There has been scant public polling to demonstrate just how strong Trump’s support here is, but local political observers agree that Staten Island is likely to hand him one of the largest margins of victory in the state. Additionally, while only registered Republicans are permitted to vote in New York’s closed GOP primary, Trump’s appeal in this particular borough appears to cross ideological lines.

“I have some anecdotal evidence that shows Democrats here supporting him,” said Staten Island Democratic political strategist Roy Moskowitz, who is backing Clinton.

Nick Longo, who runs the pre-owned department at the local Chevrolet dealership, acknowledged that President Barack Obama had “walked into a shit storm” upon taking office and was “not a bad president” overall. He added that he is not an ideological person and has supported candidates from both parties. But Longo is now fully committed to backing Trump.

Longo’s daughter was studying in Paris during the November terrorist attacks, he said, and he appreciated the way the French government “did what they had to do” in making arrests afterward, without apology or approval-seeking from other nations.

He also echoed the oft-repeated praise that Trump “isn’t afraid to say what he thinks” and also singled out the billionaire’s business acumen as a commendable trait in a potential president.

"Being in the business that I'm in, this was king at one time, and now people can't even afford insurance, let alone a car,” Longo said. “People on the island are a no-nonsense people. They are who they are, and they're going to speak their minds. Some people don't like that. Me personally? I'd like to see Trump and [New Jersey Gov. Chris] Christie. Two no-nonsense guys."

A no-nonsense guy for a no-nonsense place — that’s the image that has resonated so effectively for Trump in blue-collar enclaves across America during the GOP primary season. But here on Staten Island, his appeal is perhaps more personal than it is elsewhere.
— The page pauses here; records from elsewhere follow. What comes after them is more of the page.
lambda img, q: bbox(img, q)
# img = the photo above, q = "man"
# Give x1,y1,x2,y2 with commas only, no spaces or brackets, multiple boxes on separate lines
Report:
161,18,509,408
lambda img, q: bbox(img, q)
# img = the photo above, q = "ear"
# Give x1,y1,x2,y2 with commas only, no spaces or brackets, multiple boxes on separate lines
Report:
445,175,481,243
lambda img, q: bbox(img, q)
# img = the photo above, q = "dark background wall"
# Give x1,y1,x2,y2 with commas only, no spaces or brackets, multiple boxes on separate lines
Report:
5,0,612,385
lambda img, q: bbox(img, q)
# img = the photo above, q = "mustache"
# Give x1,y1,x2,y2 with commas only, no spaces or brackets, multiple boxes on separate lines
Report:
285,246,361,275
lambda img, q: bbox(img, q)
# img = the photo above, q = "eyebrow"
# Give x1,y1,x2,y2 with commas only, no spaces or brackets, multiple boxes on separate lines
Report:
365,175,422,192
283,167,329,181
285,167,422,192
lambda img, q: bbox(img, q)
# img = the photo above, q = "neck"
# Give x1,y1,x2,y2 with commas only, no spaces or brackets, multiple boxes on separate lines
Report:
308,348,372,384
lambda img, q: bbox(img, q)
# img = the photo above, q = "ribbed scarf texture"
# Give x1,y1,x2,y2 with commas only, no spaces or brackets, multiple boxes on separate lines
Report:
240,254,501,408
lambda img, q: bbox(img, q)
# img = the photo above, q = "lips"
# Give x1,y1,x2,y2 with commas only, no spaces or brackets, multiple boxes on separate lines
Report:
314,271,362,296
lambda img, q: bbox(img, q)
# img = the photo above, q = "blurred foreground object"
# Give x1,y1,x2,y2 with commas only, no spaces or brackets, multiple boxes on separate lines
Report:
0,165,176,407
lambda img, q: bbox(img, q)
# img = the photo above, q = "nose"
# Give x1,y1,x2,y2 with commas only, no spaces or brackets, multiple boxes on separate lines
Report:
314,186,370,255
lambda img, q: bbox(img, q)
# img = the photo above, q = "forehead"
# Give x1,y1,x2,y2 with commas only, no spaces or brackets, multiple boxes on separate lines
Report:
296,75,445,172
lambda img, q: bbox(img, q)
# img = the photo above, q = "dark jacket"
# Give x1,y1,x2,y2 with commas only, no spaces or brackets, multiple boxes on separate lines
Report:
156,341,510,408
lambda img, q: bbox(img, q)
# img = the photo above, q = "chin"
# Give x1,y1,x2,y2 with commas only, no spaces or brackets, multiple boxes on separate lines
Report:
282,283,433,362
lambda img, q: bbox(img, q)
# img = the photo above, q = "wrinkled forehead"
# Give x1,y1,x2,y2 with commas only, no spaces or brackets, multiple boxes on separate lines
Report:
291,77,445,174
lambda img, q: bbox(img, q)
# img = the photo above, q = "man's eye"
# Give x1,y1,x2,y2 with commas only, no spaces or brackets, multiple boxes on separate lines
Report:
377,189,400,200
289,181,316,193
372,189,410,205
Trump has visited the borough regularly for decades. He used to tag along with his father, Fred, during visits to the midrise apartment complexes his dad owned on Staten Island, which stood out in a place where single-family homes dominate the landscape. (Trump took over management of the properties after his father’s death and subsequently sold them.)

Among Trump’s prominent Staten Island endorsers expected to be on hand for Sunday’s brunch are New York City Councilman Joe Borelli, former Councilman Vincent Ignizio, New York State Assembly candidate Ron Castorina and Staten Island GOP Chair John Antoniello.
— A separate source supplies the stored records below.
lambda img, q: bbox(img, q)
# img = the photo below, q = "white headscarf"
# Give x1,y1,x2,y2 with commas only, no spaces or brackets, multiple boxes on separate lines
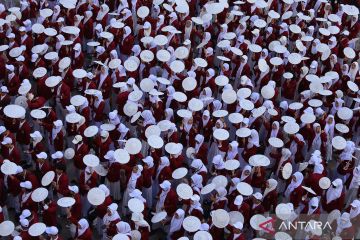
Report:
194,134,204,153
169,209,185,233
116,221,131,236
247,130,260,148
103,203,120,225
350,200,360,219
165,86,175,108
336,213,352,236
349,166,360,189
213,155,225,170
307,197,319,214
141,110,156,126
270,121,280,138
240,165,252,181
264,179,278,197
285,172,304,198
191,159,207,174
276,148,291,176
324,115,335,139
77,219,89,237
339,141,355,161
326,179,343,204
156,157,170,178
191,174,203,193
227,141,239,160
127,165,143,192
51,120,63,140
96,4,109,21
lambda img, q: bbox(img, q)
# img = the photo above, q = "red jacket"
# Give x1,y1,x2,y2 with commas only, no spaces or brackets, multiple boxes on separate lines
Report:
50,131,64,152
93,101,105,122
79,171,98,195
75,228,92,240
2,147,21,165
106,162,122,182
69,194,82,224
96,74,112,99
74,143,89,170
7,175,21,196
56,83,71,108
20,191,37,212
262,189,278,212
157,166,172,184
322,190,345,213
159,188,177,215
43,201,57,226
16,121,31,145
56,173,69,196
6,75,20,96
290,185,305,208
121,35,135,55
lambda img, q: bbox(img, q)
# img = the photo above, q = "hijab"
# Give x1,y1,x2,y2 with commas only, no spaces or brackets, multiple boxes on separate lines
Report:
127,165,143,192
157,157,170,178
324,115,335,139
229,178,240,194
116,221,131,236
195,134,204,153
96,4,109,21
52,120,63,140
349,166,360,190
336,213,352,235
270,121,280,138
165,86,175,108
264,179,278,197
276,148,291,176
240,165,252,181
141,110,156,126
307,197,319,214
326,179,343,204
247,130,260,148
103,203,120,224
191,174,203,194
212,155,225,170
350,200,360,219
77,219,89,237
285,172,304,198
339,141,355,161
169,209,185,233
227,141,239,160
191,159,207,174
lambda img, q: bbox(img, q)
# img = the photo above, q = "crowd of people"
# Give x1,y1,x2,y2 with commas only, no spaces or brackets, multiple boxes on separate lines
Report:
0,0,359,239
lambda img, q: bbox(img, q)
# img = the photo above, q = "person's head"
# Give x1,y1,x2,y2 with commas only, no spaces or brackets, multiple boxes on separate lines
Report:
20,181,32,192
2,136,13,148
252,192,262,204
55,163,66,175
68,185,79,196
36,152,47,164
233,221,243,233
45,226,59,238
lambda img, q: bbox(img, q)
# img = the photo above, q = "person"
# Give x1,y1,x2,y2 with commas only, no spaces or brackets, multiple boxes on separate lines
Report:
0,1,359,239
75,219,92,240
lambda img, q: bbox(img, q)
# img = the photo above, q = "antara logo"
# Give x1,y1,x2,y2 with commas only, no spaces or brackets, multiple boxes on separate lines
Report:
258,218,332,235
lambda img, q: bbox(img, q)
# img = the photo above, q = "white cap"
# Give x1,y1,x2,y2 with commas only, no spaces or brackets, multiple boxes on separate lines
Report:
45,226,59,235
20,181,32,190
36,152,47,159
1,137,12,145
68,185,79,194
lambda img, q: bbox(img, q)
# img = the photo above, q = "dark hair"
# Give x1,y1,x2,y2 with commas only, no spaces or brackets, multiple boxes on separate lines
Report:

Antoniello said that he expected the turnout to be “phenomenal.”

“He’s resonated with a lot of people here,” Antoniello added. “He tells it as it is. Sometimes it’s unfiltered, but that’s the way he is.”

“I think there’s all this political correctness out there, and everyone has this namby-pamby attitude.”

- Staten Island management consultant Janine Materna

It’s an attitude that Janine Materna, too, appreciates.

Materna is a business management consultant, local activist, and former NYC Council candidate who switched her party affiliation from Democrat to Republican in 2012. An active Trump supporter and part-time campaign volunteer, she predicted that he would win Staten Island by “a very, very large margin,” in part due to the aspirational image that appeals to so many people here with their own big dreams.

“I think his ability to manage a company of his size is something admirable, especially in Staten Island, because we have a high rate of people who own small businesses,” she said. “People look up to him as a business leader.”

There can be little doubt that Trump’s business background is a key element of his attractiveness to Staten Islanders. But after I pressed her a bit on whether there was something more visceral about Trump’s appeal, Materna invoked an approach to life that permeates this island.

“I think there’s all this political correctness out there, and everyone has this namby-pamby attitude,” she said.

And then, Materna repeated the unofficial mantra for Trump supporters — a contention that while objectively imprecise, seems to have surpassed “Make America Great Again” in his strongholds.

“People here like someone who tells it the way it is,” she said.